Search code examples
pythontensorflowword-embeddingelmo

Calculate cosine similarity for elmo model


I am trying to calculate the cosine similarity of wordsim set using the Elmo model. This may not make sense since it is designed for sentence word embedding, but I want to see how the model performs in the situations like these. The Elmo I am using is from:

https://tfhub.dev/google/elmo/3

If I run the following code (it is modified from the documentation page to comply with TF 2.0), it will generate the tensor representation of the word.

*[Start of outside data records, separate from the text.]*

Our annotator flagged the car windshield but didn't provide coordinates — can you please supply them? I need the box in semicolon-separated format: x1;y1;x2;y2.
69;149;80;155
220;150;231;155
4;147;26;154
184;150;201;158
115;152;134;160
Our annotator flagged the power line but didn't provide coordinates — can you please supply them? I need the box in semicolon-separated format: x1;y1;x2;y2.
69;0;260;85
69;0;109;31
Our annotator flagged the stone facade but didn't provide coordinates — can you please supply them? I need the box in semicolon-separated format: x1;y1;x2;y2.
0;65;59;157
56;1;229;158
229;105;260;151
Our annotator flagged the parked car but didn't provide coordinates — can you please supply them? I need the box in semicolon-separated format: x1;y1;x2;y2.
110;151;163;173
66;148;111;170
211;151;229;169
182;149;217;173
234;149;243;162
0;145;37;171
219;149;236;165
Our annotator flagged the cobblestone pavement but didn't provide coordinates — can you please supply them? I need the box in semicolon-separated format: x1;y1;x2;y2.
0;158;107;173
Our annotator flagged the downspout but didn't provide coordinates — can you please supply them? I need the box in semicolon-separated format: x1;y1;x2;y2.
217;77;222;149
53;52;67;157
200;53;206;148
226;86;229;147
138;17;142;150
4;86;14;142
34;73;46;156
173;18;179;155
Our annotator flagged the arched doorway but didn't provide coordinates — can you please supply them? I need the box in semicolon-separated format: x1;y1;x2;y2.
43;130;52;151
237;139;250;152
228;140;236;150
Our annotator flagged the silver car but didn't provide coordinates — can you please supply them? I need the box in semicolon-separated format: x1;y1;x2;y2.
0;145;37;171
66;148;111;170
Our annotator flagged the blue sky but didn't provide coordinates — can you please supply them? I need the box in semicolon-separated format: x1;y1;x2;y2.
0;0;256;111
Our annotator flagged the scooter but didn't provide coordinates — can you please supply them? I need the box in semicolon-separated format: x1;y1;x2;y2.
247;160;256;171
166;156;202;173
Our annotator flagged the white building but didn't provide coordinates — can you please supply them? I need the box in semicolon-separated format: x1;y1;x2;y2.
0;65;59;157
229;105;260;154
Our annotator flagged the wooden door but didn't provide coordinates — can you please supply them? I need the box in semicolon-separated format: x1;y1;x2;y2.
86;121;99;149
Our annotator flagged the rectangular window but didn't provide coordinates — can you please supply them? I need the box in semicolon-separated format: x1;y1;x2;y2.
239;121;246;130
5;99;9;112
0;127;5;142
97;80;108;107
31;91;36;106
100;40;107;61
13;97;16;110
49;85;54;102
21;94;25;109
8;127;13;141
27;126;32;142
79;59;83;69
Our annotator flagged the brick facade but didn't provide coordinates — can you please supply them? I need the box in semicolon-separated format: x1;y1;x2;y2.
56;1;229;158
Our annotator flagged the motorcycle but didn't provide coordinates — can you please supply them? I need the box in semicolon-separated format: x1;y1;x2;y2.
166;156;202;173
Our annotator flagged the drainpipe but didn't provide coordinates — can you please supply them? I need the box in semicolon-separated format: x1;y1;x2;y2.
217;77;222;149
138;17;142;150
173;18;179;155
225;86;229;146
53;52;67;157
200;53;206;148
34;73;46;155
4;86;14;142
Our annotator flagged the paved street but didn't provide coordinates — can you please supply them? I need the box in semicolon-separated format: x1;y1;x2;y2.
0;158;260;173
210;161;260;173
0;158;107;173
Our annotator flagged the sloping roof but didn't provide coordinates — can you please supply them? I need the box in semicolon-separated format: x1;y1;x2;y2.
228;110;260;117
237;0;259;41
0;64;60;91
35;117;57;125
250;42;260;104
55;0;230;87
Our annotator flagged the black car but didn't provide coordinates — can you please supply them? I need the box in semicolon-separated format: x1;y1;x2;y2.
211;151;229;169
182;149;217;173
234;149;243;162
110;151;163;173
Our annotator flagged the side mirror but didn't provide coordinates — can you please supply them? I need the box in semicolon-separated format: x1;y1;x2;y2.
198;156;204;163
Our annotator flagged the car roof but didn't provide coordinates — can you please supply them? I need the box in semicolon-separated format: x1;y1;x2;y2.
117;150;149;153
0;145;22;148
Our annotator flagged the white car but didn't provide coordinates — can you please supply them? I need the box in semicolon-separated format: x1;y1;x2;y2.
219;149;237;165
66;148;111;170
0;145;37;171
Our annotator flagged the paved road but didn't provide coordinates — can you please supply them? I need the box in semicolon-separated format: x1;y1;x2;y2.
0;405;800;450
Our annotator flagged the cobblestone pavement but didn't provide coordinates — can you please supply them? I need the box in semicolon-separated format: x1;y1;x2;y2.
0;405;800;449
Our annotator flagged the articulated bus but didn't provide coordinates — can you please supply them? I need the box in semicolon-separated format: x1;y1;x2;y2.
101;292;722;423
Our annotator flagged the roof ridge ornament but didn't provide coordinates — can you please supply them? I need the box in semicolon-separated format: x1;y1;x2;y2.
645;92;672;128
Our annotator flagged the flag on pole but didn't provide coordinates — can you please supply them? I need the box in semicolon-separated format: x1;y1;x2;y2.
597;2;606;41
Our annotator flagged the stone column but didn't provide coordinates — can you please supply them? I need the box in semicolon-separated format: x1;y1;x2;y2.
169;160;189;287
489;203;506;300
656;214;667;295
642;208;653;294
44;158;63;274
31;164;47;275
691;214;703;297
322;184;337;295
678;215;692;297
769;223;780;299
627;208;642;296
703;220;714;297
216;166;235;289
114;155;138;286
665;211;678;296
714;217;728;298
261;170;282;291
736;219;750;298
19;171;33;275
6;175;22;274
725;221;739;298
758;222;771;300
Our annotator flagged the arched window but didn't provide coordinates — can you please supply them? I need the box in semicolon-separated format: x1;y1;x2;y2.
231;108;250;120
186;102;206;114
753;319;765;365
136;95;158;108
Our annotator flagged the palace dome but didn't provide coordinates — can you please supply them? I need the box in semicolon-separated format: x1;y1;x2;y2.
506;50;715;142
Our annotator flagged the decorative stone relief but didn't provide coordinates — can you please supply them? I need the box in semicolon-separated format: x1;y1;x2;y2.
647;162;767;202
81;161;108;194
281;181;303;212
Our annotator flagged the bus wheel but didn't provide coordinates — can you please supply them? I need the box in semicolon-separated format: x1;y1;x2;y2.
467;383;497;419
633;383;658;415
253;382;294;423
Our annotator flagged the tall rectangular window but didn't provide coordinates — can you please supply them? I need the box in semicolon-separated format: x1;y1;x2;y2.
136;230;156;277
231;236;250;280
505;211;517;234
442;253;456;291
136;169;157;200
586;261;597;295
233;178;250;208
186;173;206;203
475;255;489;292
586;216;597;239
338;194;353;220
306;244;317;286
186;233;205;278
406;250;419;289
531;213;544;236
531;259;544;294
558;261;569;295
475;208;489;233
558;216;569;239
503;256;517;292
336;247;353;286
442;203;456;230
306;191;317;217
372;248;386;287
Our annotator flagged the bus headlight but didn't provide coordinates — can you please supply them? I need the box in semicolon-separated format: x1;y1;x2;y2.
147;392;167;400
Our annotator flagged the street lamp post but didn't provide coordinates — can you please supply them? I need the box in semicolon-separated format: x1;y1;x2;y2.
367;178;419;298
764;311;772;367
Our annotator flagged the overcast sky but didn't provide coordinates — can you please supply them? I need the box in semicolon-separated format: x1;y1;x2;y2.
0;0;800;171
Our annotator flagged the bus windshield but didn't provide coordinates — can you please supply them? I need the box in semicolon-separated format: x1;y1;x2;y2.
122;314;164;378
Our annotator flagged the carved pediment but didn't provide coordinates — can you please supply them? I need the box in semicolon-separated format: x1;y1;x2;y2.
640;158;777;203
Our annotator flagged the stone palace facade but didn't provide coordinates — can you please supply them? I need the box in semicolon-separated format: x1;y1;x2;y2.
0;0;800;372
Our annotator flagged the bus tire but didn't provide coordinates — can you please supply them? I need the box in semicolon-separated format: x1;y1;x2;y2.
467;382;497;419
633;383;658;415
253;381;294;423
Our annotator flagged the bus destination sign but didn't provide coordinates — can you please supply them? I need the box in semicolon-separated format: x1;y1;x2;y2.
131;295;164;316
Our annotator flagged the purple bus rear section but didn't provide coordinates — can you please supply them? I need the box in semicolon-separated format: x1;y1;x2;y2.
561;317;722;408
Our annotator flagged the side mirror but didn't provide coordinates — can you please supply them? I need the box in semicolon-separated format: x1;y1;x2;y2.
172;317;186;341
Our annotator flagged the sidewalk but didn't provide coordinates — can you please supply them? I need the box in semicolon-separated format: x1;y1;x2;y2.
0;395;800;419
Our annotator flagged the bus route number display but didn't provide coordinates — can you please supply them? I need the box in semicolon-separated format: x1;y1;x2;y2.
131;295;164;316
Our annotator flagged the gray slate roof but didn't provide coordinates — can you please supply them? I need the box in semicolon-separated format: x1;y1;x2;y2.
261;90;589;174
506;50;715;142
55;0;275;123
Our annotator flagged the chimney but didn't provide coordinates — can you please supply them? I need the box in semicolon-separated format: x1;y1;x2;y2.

import tensorflow_hub as hub
import tensorflow as tf


elmo = hub.load("https://tfhub.dev/google/elmo/3")
tensor_of_strings = tf.constant(["Gray",
                                 "Quick",
                                 "Lazy"])
elmo.signatures['default'](tensor_of_strings)

If I try to calculate cosine similarity directly I will get the error, NotImplementedError: Cannot convert a symbolic Tensor (strided_slice_59:0) to a numpy array. This error may indicate that you're trying to pass a Tensor to a NumPy call, which is not supported . I am not sure how to convert the Tensor to the numpy array directly, or is there a better evaluator for tensors instead of cosine similarity?

Edit: This is what I did for calculate cosine similarity

def cos_sim(a, b):
    return np.inner(a, b) / (np.linalg.norm(a) * (np.linalg.norm(b)))

print("ELMo:", cos_sim(elmo.signatures['default'](tensor_of_strings)['word_emb'][0], elmo.signatures['default'](tensor_of_strings)['word_emb'][1]))

Solution

  • In this thread here: NotImplementedError: Cannot convert a symbolic Tensor (lstm_2/strided_slice:0) to a numpy array. T. The solution is to change the numpy version (1.19.5 perhaps would be a suitable version).

    I think it would be important to provide all the versions of (Python + TensorFlow + NumPy).

    Also, like @Edwin Cheong mentioned in the comment it is likely you mingled numpy and Tensorflow code in the loss function. It would be also important to provide us that information, here the issue was the loss function computation/creation: NotImplementedError: Cannot convert a symbolic Tensor (2nd_target:0) to a numpy array.